In passing judgment it is proper for the court to consider the available resources of the husband from which alimony might be paid. Carlton v. Carlton, 44 Ga. 216. Available resources is defined as either capacity to labor and earn or the ownership of property. Hannah v. Hannah, 191 Ga. 134 ( 11 S.E.2d 779), and cases cited. The court may always give consideration to securing for the wife the same social standing, comforts, and luxuries of life as she probably would have enjoyed had there been no separation. Jenkins v. Jenkins, 69 Ga. 483; Wills v. Wills, 215 Ga. 556, 558 (4) ( 111 S.E.2d 355); Reynolds v. Reynolds, 217 Ga. 234, 260 (12) ( 123 S.E.2d 115). In short, the necessities of the wife and the husband's ability to pay are the controlling factors in making an allowance for alimony. Robertson v. Robertson, 207 Ga. 686 (1) ( 63 S.E.2d 876); Wills v. Wills, 215 Ga. 556, supra.
Applying these standards there was evidence introduced as to the needs and expenses of the plaintiff and the children and as to the ample resources of the defendant husband to provide for them.
It is a well known legal precept that where a party has evidence in his power by which he may repel a claim against him and omits to produce it, or having more certain and satisfactory evidence relies on that which is weaker and inferior in nature, a rebuttable presumption arises that the claim is well founded. Code § 38-119. The husband could have produced records to show that his current resources were inadequate to provide for the expenses of the wife and children, but was content with vague statements that his enterprises were not successful as regards present profits. While the husband testified that his financial condition was not so good as it once had been, it is still apparent that he is a man of considerable means. This is not refuted by general denials as to the husband's worth and assets.

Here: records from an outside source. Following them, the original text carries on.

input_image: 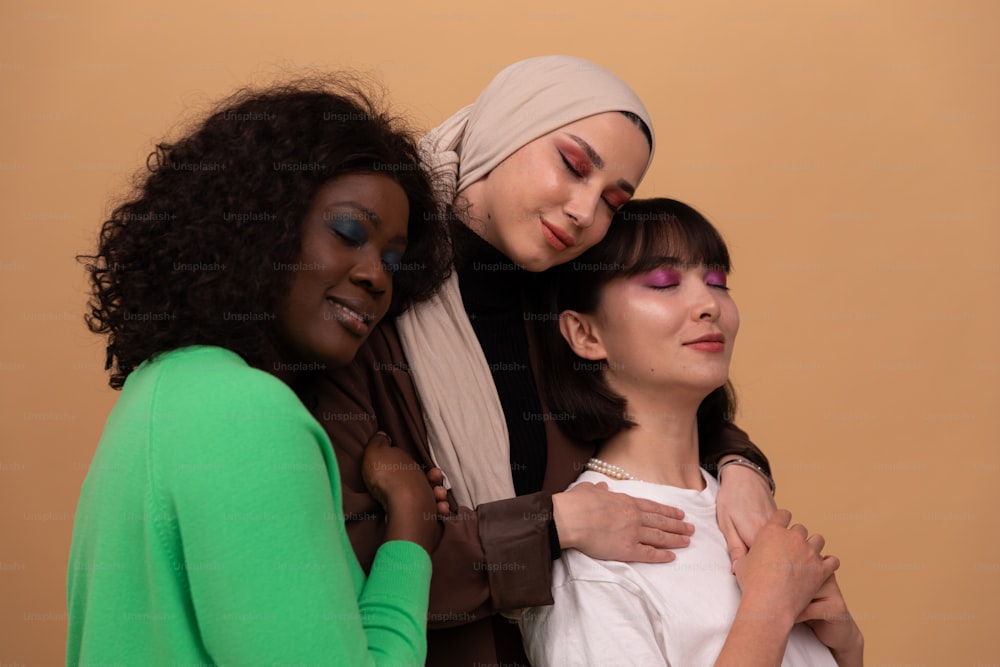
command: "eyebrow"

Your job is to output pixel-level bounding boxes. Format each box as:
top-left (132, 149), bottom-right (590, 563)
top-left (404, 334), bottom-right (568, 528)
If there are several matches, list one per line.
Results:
top-left (567, 134), bottom-right (637, 196)
top-left (335, 201), bottom-right (381, 226)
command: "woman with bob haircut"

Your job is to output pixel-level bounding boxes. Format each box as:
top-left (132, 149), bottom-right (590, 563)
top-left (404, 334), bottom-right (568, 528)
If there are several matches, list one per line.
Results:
top-left (68, 77), bottom-right (452, 665)
top-left (300, 56), bottom-right (784, 664)
top-left (521, 198), bottom-right (864, 666)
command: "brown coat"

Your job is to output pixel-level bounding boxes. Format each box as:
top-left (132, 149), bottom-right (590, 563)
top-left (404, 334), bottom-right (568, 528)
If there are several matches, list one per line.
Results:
top-left (298, 319), bottom-right (764, 666)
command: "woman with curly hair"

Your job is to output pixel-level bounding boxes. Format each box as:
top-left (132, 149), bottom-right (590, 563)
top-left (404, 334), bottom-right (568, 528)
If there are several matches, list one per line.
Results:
top-left (68, 78), bottom-right (452, 665)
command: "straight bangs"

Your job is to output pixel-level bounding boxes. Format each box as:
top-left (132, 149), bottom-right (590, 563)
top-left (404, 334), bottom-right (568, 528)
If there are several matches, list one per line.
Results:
top-left (535, 196), bottom-right (737, 445)
top-left (596, 198), bottom-right (731, 278)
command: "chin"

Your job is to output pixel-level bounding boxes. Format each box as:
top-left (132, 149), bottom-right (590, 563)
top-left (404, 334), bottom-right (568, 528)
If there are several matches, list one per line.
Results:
top-left (311, 344), bottom-right (363, 370)
top-left (689, 376), bottom-right (729, 396)
top-left (522, 249), bottom-right (577, 273)
top-left (504, 251), bottom-right (548, 273)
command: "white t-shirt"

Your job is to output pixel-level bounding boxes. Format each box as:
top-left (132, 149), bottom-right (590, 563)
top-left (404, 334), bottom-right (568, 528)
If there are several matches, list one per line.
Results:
top-left (520, 469), bottom-right (838, 667)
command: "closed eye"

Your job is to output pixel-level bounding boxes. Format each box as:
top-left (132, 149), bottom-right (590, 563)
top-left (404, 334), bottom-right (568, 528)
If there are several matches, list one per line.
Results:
top-left (602, 195), bottom-right (628, 213)
top-left (328, 214), bottom-right (368, 247)
top-left (381, 250), bottom-right (404, 274)
top-left (333, 229), bottom-right (363, 247)
top-left (645, 268), bottom-right (682, 289)
top-left (706, 270), bottom-right (729, 291)
top-left (560, 152), bottom-right (583, 178)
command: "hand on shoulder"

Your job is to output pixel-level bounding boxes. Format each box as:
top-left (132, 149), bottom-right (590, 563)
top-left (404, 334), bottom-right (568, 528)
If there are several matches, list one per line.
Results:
top-left (552, 481), bottom-right (693, 563)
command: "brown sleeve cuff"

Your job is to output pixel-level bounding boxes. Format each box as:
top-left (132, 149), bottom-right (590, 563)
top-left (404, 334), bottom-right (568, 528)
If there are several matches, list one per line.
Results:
top-left (701, 421), bottom-right (773, 479)
top-left (477, 491), bottom-right (555, 611)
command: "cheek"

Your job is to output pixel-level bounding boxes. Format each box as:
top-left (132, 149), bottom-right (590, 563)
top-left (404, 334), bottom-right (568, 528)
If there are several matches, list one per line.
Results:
top-left (725, 301), bottom-right (740, 337)
top-left (493, 151), bottom-right (542, 193)
top-left (513, 154), bottom-right (566, 203)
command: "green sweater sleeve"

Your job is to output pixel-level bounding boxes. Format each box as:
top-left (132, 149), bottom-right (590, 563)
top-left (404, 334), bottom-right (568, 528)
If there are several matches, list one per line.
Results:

As to his present income, although the husband stated that his only income was that which he drew from a certain radio station, yet he never testified that he could not draw from other funds or from other enterprises. His wife contradicted his statement by testifying that he had drawn money from different stations at different times. Moreover, it has been held that the amount of temporary alimony is not limited to a fair proportion of the husband's income, but may trench upon the corpus of his estate. McGee v. McGee, 10 Ga. 477, 490; Lloyd v. Lloyd, 183 Ga. 751, 754 ( 189 S.E. 903).
In view of the evidence contained in the present record, the trial judge did not err in the grant of $900 per month as temporary alimony.
2. As to the continuance of the restraining order.
There was evidence that the father had threatened to take the children from the mother and that on a prior occasion he had taken one of the children away for an extended period of time.
There is not merit in this assignment of error.
3. As to the grant of attorney's fees.
Since the court has discretion to grant allowance for attorney's fees even where there is no evidence as to the value of the services rendered, Ogletree v. Ogletree, 169 Ga. 366
(150 S.E. 167), where the only exception is to the grant of the fee, there being no attack upon it as excessive or otherwise illegal, the trial judge did not err in making the instant allowance. Allen v. Allen, 194 Ga. 591, 592 (2) ( 22 S.E.2d 136).
Judgment affirmed. All the Justices concur.